Trust, Transparency, and Explainability in AI User Experiences
A strong foundation of trust, transparency, and explainability is key to any successful AI user interface. AI transparency refers to making a system’s design, data, and operational processes visible and understandable to users. In other words, transparency reveals the what and the how behind the system’s operations. You can then build on this transparency to achieve AI explainability—often known as Explainable AI (XAI), which focuses on clarifying the whys behind AI decisions.
This foundational information lets users understand the rationale behind the system’s recommendations or actions, allowing them to have more control over how they use AI and enhancing efficiency and security. Transparency and explainability provide a sense of accountability, enabling users to understand, evaluate, and even contest AI-generated outputs.

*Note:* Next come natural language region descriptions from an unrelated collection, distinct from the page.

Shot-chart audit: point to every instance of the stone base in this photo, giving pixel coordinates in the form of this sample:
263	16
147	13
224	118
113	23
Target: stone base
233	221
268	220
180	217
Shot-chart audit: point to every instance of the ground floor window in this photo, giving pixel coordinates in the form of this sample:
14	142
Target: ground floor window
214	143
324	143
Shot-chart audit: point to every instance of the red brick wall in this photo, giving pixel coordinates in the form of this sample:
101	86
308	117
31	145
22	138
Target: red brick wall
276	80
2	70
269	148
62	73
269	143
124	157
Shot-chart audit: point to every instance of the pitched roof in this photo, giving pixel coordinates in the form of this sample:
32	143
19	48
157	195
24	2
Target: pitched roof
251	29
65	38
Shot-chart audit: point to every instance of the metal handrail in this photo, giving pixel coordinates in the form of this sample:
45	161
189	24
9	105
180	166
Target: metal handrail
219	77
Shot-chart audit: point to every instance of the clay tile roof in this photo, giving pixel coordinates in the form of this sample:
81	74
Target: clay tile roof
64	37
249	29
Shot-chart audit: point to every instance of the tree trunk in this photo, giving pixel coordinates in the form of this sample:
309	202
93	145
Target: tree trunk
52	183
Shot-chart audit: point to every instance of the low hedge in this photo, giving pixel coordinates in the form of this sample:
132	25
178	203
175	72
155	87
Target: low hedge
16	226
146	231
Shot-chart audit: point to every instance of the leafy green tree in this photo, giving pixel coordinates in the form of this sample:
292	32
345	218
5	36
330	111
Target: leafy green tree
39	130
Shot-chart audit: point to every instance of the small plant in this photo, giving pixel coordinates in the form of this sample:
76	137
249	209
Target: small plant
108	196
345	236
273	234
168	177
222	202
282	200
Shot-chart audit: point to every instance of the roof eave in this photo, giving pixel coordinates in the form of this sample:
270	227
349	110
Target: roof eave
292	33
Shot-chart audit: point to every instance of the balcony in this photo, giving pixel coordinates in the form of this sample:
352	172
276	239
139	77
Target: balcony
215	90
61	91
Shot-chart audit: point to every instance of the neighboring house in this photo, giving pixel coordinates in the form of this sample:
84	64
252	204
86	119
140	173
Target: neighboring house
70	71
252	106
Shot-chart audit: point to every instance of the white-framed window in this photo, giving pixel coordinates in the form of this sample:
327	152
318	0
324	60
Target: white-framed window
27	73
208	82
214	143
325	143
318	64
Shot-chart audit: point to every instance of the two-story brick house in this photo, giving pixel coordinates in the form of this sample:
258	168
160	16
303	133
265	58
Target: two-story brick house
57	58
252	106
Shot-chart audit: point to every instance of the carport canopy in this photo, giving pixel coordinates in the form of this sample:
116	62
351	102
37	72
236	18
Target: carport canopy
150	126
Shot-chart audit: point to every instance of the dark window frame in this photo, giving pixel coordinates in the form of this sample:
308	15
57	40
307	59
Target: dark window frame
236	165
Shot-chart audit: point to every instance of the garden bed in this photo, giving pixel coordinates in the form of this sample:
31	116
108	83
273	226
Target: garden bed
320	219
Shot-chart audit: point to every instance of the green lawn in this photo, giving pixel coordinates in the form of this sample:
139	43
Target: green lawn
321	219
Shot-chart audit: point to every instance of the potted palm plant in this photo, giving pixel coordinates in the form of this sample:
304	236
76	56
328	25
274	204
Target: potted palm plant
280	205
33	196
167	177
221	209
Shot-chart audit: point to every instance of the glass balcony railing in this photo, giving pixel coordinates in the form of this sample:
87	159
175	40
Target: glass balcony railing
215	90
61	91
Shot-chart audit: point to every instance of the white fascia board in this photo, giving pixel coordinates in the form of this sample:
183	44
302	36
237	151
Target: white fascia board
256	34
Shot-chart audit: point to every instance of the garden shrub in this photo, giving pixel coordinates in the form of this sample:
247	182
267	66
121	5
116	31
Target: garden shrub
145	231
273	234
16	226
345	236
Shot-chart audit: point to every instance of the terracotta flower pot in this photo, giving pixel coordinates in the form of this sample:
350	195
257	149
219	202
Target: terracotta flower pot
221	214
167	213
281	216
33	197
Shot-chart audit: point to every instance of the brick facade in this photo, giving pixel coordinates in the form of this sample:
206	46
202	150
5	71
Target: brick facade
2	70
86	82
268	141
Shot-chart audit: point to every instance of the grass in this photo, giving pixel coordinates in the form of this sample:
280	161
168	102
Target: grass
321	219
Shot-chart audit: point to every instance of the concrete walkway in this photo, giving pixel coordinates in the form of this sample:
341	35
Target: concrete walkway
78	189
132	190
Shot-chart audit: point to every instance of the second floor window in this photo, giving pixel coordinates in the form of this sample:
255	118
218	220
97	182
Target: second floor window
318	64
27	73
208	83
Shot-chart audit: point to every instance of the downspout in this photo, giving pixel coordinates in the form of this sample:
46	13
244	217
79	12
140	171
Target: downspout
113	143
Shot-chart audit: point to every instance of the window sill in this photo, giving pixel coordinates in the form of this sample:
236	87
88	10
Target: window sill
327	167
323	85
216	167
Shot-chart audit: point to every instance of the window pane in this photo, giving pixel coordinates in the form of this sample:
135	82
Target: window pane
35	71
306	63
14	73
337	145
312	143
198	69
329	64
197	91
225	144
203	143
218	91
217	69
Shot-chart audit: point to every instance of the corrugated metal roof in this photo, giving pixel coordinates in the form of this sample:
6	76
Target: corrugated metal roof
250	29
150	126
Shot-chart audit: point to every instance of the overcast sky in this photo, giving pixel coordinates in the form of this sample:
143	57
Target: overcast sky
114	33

Key Design Principles for Building Trustworthy AI User Interfaces
An effective AI user interface must inspire trust in the user from the first use. There are several foundational principles that a user experience must embody to do this. Let’s consider the most prominent of these principles.
Visibility
Visibility is a key principle of UX design, but it’s even more important within the context of emerging technologies such as AI, where there’s a high chance that a user might be wholly unfamiliar with a technology. From the first interaction, make users aware of how the AI contributes to the overall experience, how to use it, and what results they can expect.

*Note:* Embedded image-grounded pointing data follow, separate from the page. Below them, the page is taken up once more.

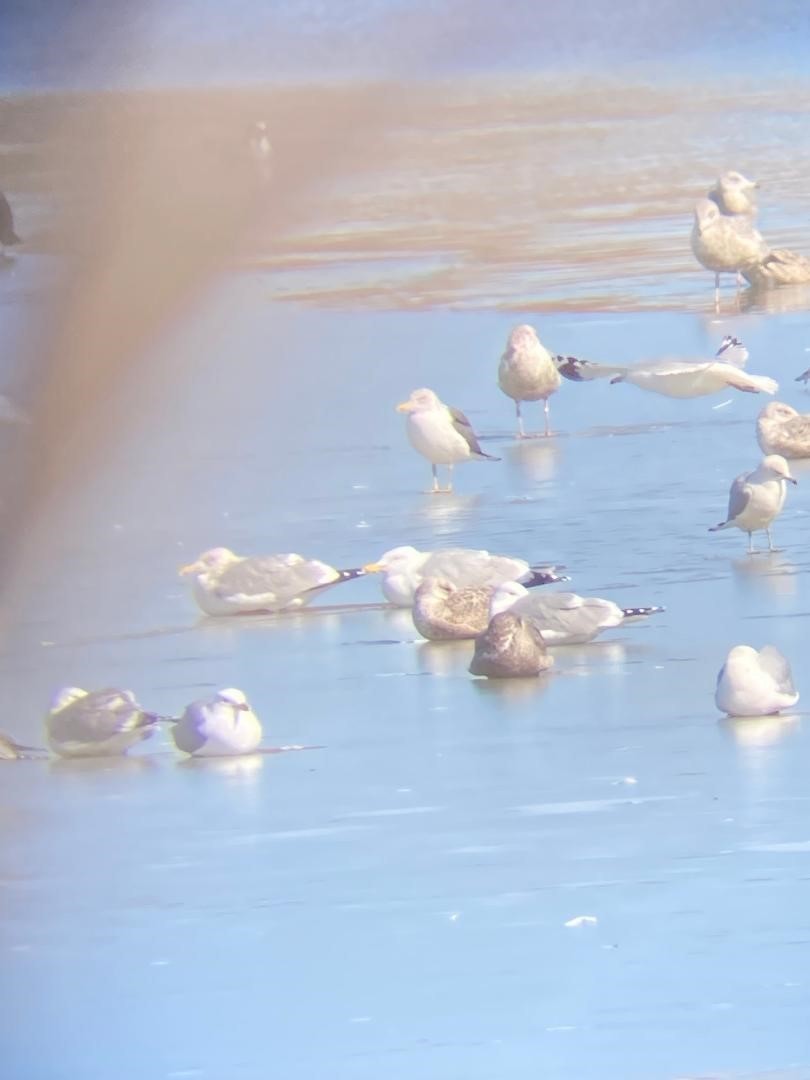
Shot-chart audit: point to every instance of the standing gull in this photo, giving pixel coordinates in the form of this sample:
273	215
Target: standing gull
8	235
756	498
225	583
678	378
223	727
782	430
725	244
96	723
511	647
404	569
441	433
755	684
527	373
564	618
731	194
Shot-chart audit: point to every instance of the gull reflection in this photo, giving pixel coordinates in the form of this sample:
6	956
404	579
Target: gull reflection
769	570
754	731
535	459
444	658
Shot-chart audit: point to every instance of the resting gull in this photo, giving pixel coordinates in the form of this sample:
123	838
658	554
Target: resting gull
781	429
755	684
441	433
96	723
756	498
731	194
221	727
678	378
444	612
564	618
225	583
404	569
511	647
527	373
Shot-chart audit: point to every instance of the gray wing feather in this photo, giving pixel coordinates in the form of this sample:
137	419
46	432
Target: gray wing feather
772	661
464	429
738	497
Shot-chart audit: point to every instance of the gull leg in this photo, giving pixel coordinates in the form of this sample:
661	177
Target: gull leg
521	432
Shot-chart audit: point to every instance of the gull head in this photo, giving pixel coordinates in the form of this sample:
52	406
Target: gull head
216	558
779	412
505	595
419	402
397	558
523	337
66	697
777	464
232	697
706	215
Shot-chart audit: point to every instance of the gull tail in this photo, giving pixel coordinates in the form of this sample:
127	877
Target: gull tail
544	576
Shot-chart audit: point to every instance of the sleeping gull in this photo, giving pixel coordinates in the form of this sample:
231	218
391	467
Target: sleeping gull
445	612
12	751
511	647
404	569
8	235
678	378
527	373
725	244
781	429
441	433
755	684
221	727
96	723
756	498
225	583
731	194
564	618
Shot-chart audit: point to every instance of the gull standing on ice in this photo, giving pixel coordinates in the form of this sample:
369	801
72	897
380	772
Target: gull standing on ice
756	498
511	647
678	378
225	583
755	684
96	723
223	727
527	373
564	618
404	569
441	433
782	430
725	244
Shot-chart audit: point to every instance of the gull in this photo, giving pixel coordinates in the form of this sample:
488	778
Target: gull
725	244
678	378
756	498
511	647
564	618
404	569
8	235
96	723
221	727
781	429
730	194
755	684
444	612
225	583
12	751
527	373
440	433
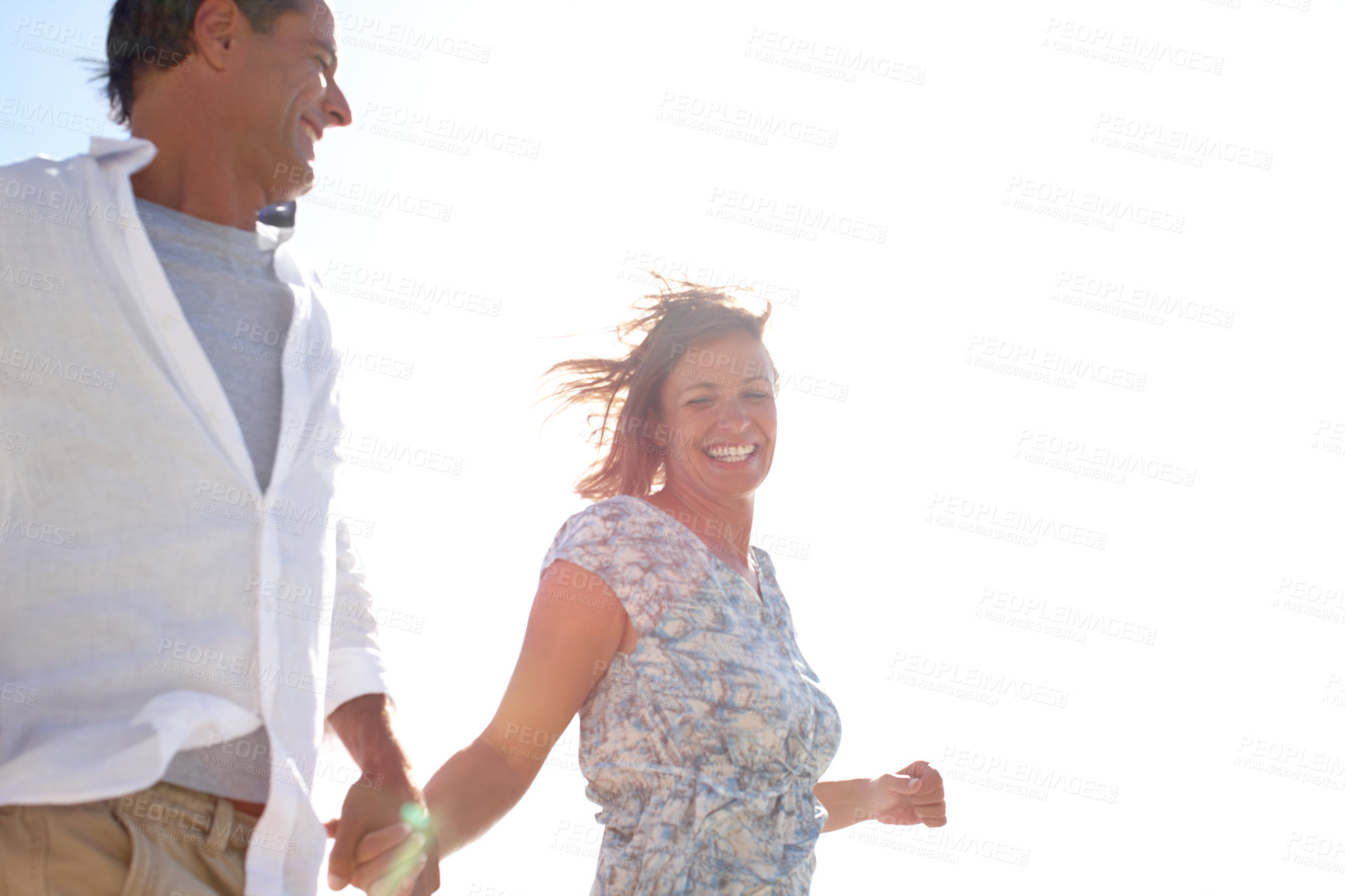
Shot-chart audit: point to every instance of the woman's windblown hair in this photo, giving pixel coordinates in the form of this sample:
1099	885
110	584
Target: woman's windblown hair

Visibility is an important aspect of demystifying the complex processes that happen in AI user interfaces to enable the user to quickly and easily digest them. When users can immediately see everything they need, they’re more likely to use the user interface more effectively and get better results.
Explainability
The explainability of AI user interfaces is essential. Many AI tools are designed to keep a lot of information under the hood—either for aesthetic reasons or to sustain the magic of its capabilities. While a bit of mystery can be great for dazzling consumers during product demonstrations, when it comes a tool’s actual use, most users need to understand how and why an AI user interface has produced certain results.
While you don’t need to let the user see all the complex algorithms and processes that drive AI—and are often proprietary and confidential anyway—showing the reasoning behind how an AI has reached a certain conclusion lets users adapt how they use it to get better results. Explainability also necessitates explaining an AI system's limitations and pitfalls—such as potential AI hallucinations. This lets users know just what to expect from the output of an AI user interface.
Freedom from Bias
The necessity of being bias-free is important for AI user interfaces. Freedom from bias mainly focuses on the AI itself and on ensuring that the algorithms driving the experience don’t unintentionally favor one group over another. While this is not necessarily something you can control when designing the user experience, you still need to consider bias-free design principles to make an AI user interface as functional for and trusted by as many users as possible.
Universal usability is essential. Otherwise, an AI user interface could exclude and alienate certain users. Users shouldn’t have to hunt for information on how to use an AI user interface effectively. It should not be necessary to refer to a guide to make sure a resume fits into a clunky AI system. Build the necessary information into the user interface itself.